CF1468I Plane Tiling

You are given five integers $ n $ , $ dx_1 $ , $ dy_1 $ , $ dx_2 $ and $ dy_2 $ . You have to select $ n $ distinct pairs of integers $ (x_i, y_i) $ in such a way that, for every possible pair of integers $ (x, y) $ , there exists exactly one triple of integers $ (a, b, i) $ meeting the following constraints: $ \begin{cases} x \, = \, x_i + a \cdot dx_1 + b \cdot dx_2, \\ y \, = \, y_i + a \cdot dy_1 + b \cdot dy_2. \end{cases} $

The first line contains a single integer $ n $ ( $ 1 \le n \le 10^5 $ ). The second line contains two integers $ dx_1 $ and $ dy_1 $ ( $ -10^6 \le dx_1, dy_1 \le 10^6 $ ). The third line contains two integers $ dx_2 $ and $ dy_2 $ ( $ -10^6 \le dx_2, dy_2 \le 10^6 $ ).
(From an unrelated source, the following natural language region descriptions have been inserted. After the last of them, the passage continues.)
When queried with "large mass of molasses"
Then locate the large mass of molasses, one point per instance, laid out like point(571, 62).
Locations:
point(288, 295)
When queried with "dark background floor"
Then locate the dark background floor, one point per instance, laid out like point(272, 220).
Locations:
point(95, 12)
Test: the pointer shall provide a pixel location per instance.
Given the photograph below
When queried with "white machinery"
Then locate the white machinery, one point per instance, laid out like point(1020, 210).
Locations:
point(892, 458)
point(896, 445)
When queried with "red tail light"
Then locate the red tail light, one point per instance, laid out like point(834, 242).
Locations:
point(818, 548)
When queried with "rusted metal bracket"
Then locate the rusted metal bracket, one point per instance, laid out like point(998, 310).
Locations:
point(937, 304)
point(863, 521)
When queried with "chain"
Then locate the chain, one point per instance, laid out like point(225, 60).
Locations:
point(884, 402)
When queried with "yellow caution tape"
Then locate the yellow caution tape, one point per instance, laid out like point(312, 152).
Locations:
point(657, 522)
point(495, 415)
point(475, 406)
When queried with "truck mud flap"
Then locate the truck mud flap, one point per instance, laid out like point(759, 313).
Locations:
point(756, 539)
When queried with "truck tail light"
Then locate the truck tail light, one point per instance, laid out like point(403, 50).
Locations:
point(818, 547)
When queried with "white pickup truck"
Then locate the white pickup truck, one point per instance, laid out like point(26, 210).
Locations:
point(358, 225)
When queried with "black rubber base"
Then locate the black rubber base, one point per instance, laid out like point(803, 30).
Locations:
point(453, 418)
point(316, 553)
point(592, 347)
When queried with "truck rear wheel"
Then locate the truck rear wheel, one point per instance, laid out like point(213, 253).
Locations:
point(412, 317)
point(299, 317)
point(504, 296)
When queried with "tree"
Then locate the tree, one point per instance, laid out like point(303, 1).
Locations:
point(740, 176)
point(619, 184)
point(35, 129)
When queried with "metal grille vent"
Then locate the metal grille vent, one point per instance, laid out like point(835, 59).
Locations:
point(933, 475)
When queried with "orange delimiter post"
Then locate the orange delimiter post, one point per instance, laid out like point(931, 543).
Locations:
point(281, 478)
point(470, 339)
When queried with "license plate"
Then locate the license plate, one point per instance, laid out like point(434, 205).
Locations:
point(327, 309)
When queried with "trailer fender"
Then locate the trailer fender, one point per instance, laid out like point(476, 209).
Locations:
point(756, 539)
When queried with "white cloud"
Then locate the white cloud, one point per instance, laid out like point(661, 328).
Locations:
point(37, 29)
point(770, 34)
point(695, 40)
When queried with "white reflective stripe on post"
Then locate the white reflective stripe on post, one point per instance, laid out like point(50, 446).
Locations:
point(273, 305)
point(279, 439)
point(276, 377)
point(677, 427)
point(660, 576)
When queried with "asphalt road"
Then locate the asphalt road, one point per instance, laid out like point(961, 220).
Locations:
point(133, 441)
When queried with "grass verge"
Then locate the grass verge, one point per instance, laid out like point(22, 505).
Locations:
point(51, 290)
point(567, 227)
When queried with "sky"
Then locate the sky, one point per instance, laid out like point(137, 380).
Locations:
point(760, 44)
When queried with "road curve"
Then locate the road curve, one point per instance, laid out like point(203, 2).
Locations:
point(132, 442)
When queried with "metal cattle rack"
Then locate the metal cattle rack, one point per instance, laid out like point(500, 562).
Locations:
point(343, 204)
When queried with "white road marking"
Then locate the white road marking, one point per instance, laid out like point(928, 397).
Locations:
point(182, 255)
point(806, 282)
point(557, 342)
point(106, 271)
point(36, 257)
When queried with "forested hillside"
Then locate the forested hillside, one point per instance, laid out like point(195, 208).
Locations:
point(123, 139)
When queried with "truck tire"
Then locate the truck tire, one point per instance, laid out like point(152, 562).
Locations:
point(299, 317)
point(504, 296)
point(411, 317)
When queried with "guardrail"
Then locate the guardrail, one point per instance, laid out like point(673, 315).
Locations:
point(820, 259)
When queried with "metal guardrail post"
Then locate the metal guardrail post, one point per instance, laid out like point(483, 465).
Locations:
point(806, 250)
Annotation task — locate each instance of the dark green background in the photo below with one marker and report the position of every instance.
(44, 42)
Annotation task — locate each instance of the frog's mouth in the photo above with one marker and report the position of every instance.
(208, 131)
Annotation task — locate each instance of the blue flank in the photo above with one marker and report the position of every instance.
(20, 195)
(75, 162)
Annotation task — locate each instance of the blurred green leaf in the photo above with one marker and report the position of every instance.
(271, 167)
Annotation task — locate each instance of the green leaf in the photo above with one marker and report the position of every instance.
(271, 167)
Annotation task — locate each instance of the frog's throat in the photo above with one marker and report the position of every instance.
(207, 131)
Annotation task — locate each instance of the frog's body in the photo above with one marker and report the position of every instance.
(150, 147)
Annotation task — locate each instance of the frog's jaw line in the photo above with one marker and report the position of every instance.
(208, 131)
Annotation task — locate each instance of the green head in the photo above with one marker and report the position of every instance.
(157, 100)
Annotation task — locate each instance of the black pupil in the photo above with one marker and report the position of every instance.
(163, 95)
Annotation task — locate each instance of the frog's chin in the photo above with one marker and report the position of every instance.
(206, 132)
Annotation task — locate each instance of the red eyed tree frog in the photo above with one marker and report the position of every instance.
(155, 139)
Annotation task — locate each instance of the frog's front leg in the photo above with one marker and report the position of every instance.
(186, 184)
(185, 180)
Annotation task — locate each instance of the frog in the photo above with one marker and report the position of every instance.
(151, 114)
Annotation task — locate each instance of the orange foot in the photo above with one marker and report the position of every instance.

If it is impossible to correctly select $ n $ pairs of integers, print NO. Otherwise, print YES in the first line, and then $ n $ lines, the $ i $ -th of which contains two integers $ x_i $ and $ y_i $ ( $ -10^9 \le x_i, y_i \le 10^9 $ ). If there are multiple solutions, print any of them.